A U.S. District Court jury in San Francisco has awarded $28 million to a group of 2,062 retired pro football players in a class-action lawsuit against the National Football League Players Association. The NFLPA is the union which represents active NFL players.
The jury returned a $7 million verdict against the NFLPA and then piled on $21 million worth of punitive damages.
While Madden publisher Electronic Arts was not a party in the case, the NFLPA’s negotiations with EA over licensing the images of retired players was a central piece of evidence in the trial, which lasted for three weeks.
As GamePolitics reported before the trial began, lawyers for the retired players uncovered several "smoking gun" e-mails which indicated that the NFLPA not only sold rights to the retired players at below market value, but deliberately undercut potential competition from rival sports publisher Take-Two Interactive.
Those critical e-mails include a message from former NFLPA exec LaShun Lawson to Madden producer Jeremy Strauser:
For all retired players that are not listed… their identity must be altered so that it cannot be recognized [by Madden players]… Hence, any and all players not listed… cannot be represented in Madden 2002 with the number that player actually wore, and must be scrambled.
In an apparent reference to Take-Two’s failed All-Pro Football 2K8, an e-mail from NFLPA exec Clay Walker touches on how Take-Two lost out in the union’s deal with EA:
Take Two… went after retired players to create an “NFL” style video game after we gave the exclusive to EA. I was able to forge this deal with [the Pro Football Hall of Fame] that provides them with $400K per year (which is significantly below market rate) in exchange for the HOF player rights.

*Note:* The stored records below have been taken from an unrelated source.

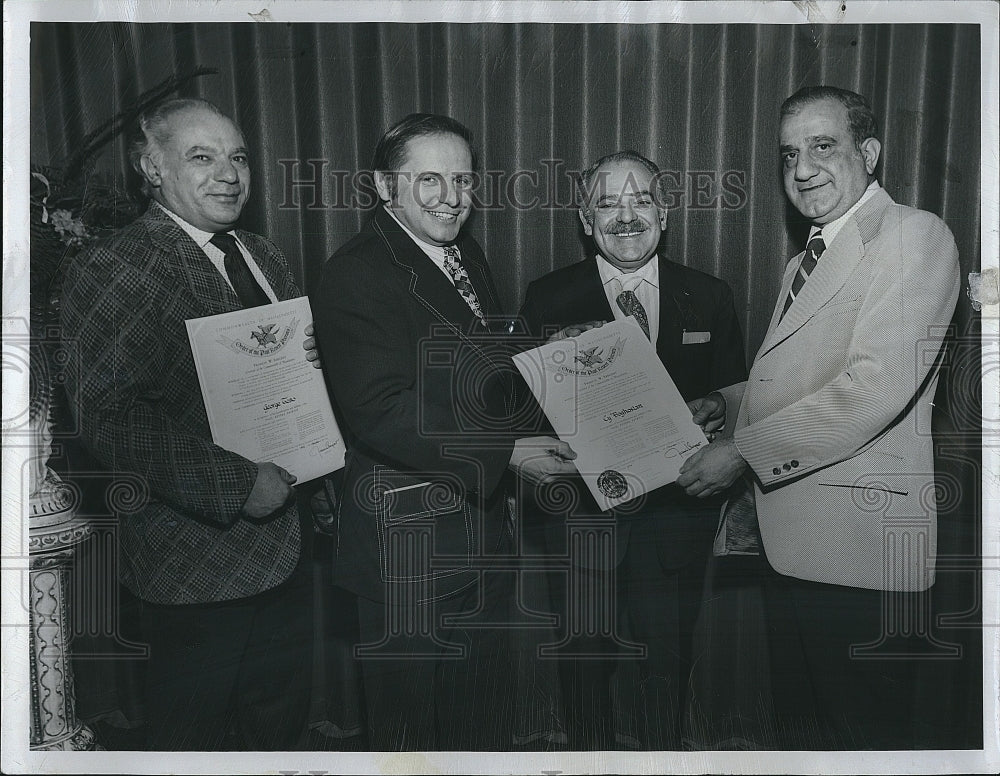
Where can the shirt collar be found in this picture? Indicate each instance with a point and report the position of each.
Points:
(200, 236)
(435, 252)
(649, 272)
(830, 230)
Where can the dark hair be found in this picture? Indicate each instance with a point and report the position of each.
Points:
(628, 155)
(151, 129)
(390, 152)
(860, 116)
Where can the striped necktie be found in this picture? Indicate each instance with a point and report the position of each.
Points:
(814, 249)
(630, 305)
(453, 264)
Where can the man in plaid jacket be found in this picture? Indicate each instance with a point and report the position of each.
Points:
(214, 551)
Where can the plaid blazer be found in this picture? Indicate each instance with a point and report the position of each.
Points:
(426, 402)
(835, 416)
(135, 391)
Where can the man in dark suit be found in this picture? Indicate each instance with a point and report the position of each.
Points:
(406, 317)
(828, 432)
(213, 547)
(662, 543)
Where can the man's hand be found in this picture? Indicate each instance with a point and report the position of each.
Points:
(575, 330)
(712, 469)
(709, 412)
(271, 491)
(536, 459)
(309, 345)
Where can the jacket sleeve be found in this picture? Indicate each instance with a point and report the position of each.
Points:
(910, 300)
(398, 411)
(118, 382)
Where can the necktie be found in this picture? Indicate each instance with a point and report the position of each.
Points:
(814, 249)
(247, 289)
(463, 285)
(630, 305)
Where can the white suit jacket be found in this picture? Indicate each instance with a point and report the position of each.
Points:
(834, 419)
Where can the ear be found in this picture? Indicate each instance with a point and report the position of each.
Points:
(870, 149)
(151, 169)
(382, 186)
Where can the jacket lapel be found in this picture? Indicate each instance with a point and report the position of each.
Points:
(271, 264)
(837, 264)
(211, 293)
(594, 302)
(428, 284)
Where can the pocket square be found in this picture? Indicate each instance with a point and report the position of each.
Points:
(696, 337)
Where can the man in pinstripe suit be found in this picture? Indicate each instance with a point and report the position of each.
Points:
(828, 433)
(215, 553)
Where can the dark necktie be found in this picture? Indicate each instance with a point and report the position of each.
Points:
(453, 264)
(247, 289)
(630, 305)
(814, 249)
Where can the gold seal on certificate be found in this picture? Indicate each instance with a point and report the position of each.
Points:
(264, 400)
(609, 397)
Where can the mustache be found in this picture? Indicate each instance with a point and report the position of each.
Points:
(619, 227)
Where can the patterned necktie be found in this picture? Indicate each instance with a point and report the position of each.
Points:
(814, 250)
(247, 289)
(629, 304)
(453, 264)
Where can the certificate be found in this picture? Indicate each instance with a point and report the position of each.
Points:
(264, 400)
(610, 398)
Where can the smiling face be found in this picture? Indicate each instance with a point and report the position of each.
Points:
(200, 171)
(433, 196)
(623, 217)
(825, 173)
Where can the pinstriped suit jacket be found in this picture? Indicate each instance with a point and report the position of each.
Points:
(427, 402)
(135, 391)
(834, 418)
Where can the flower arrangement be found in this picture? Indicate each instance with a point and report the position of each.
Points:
(71, 207)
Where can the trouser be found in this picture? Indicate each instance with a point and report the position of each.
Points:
(624, 679)
(841, 680)
(231, 675)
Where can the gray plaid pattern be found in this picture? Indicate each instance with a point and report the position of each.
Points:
(141, 411)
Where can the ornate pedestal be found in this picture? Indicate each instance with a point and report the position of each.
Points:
(54, 530)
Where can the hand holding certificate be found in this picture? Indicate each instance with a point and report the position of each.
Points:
(609, 397)
(264, 400)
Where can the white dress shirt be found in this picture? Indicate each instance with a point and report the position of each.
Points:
(218, 257)
(830, 230)
(643, 282)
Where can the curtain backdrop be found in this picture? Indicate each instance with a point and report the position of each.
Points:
(701, 100)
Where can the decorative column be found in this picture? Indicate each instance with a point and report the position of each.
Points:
(54, 532)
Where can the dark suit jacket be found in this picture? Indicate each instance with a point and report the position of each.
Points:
(133, 386)
(690, 301)
(424, 396)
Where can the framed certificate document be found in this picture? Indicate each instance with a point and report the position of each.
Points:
(608, 396)
(264, 400)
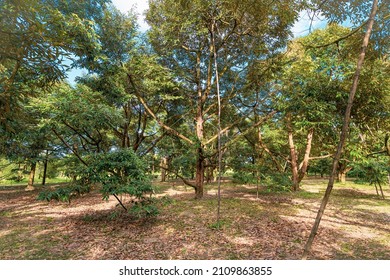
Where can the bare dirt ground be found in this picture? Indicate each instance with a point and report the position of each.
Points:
(356, 225)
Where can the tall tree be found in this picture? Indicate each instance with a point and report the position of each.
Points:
(344, 130)
(245, 32)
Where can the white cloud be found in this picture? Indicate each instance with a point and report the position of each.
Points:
(305, 24)
(139, 6)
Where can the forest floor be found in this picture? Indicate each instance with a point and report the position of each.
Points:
(356, 225)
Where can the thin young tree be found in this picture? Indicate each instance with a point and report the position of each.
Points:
(344, 131)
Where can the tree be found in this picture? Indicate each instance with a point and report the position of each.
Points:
(37, 37)
(344, 130)
(245, 32)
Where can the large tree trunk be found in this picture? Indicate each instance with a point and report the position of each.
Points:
(164, 165)
(199, 177)
(305, 162)
(30, 185)
(293, 156)
(45, 162)
(344, 131)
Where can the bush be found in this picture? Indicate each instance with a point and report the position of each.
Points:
(117, 172)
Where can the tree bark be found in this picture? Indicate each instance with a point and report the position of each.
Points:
(30, 185)
(294, 157)
(164, 163)
(45, 162)
(344, 131)
(306, 158)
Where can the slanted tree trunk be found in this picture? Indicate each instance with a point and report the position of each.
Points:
(342, 172)
(344, 131)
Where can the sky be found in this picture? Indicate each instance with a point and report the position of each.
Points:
(301, 28)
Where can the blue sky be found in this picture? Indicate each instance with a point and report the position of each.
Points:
(301, 28)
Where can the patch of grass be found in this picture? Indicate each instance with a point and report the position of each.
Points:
(308, 195)
(21, 244)
(219, 225)
(4, 213)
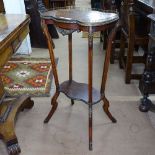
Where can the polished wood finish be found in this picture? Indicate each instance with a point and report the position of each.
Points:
(34, 8)
(147, 82)
(136, 36)
(2, 10)
(145, 6)
(13, 29)
(74, 20)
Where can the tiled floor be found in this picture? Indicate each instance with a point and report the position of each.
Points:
(67, 131)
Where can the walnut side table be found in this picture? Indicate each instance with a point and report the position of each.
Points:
(78, 19)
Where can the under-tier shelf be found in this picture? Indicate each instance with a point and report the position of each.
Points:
(79, 91)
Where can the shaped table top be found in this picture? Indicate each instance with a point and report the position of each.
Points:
(81, 16)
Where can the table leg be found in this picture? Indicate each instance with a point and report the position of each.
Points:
(9, 111)
(70, 60)
(90, 78)
(105, 72)
(55, 74)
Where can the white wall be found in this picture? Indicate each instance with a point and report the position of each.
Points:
(18, 7)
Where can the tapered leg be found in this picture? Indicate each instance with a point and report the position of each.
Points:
(54, 104)
(122, 51)
(9, 113)
(90, 83)
(52, 57)
(106, 109)
(72, 102)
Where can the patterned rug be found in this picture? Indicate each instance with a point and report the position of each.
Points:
(31, 76)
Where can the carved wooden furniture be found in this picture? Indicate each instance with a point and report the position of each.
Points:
(135, 31)
(2, 10)
(147, 82)
(71, 20)
(13, 29)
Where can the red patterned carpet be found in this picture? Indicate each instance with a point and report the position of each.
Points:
(31, 76)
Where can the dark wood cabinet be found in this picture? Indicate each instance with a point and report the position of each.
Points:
(147, 82)
(36, 35)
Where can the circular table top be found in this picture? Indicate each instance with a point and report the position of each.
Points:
(81, 16)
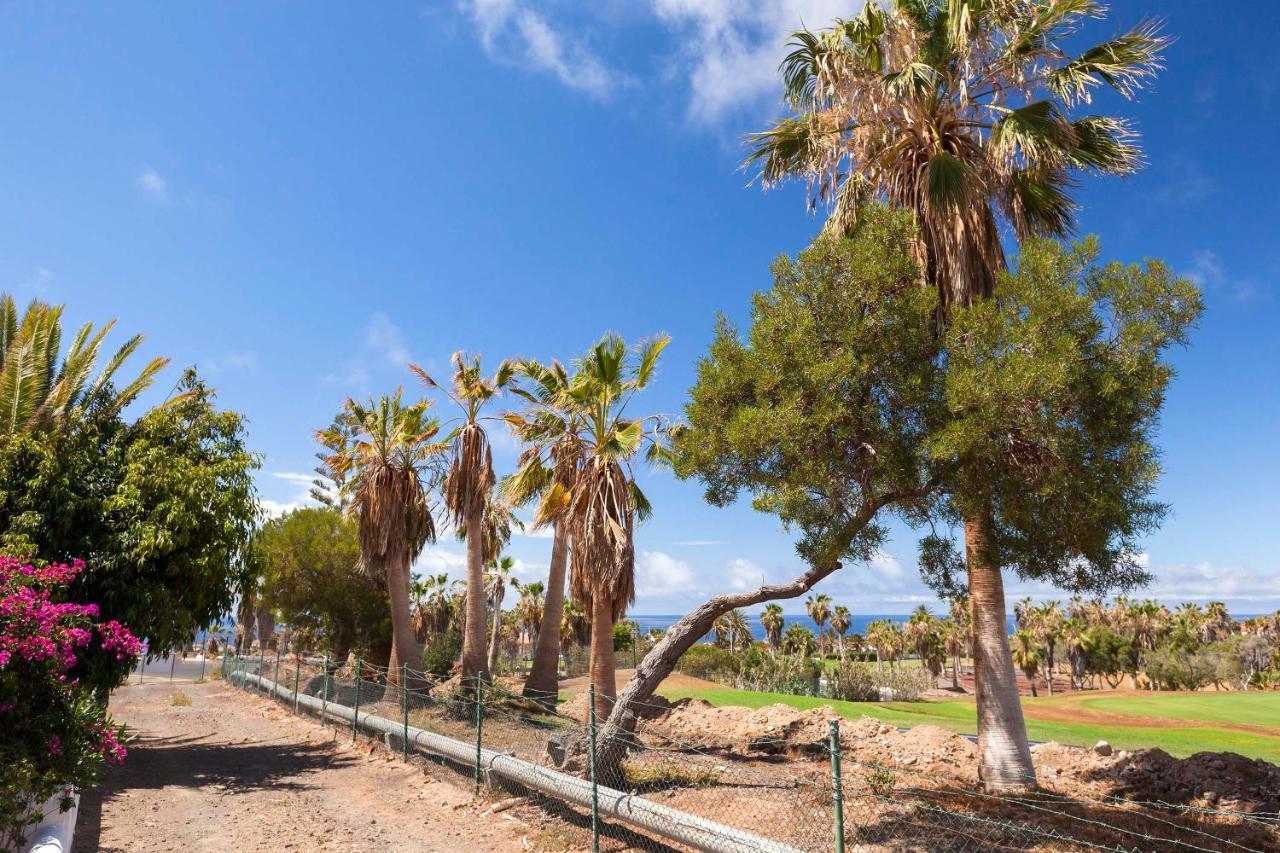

EA owes me a huge favor because that threat was enough to persuade Take Two to back off its plans, leaving EA as the only professional football videogame manufacturer out there.
At issue was the depiction of old school players on classic NFL teams included with Madden. The Los Angeles Times reports that each retired player involved in the lawsuit will receive $13,000. Lead plaintiff Herb Adderley, who wept when the verdict was read, told the L.A. Times:
If you look at the 1967 Green Bay Packers in that game, you’ll know that the only left cornerback that year had to be Herb Adderley, but they scrambled my face and took the number off of my jersey. Yet, they had my correct height, weight and years of experience.
The San Francisco Chronicle reports that defense lawyer Jeffrey Kessler expects the jury’s verdict to be overturned, calling it "unjust as a matter of law." An appeal to the 9th Circuit Court by the NFLPA seems virtually assured.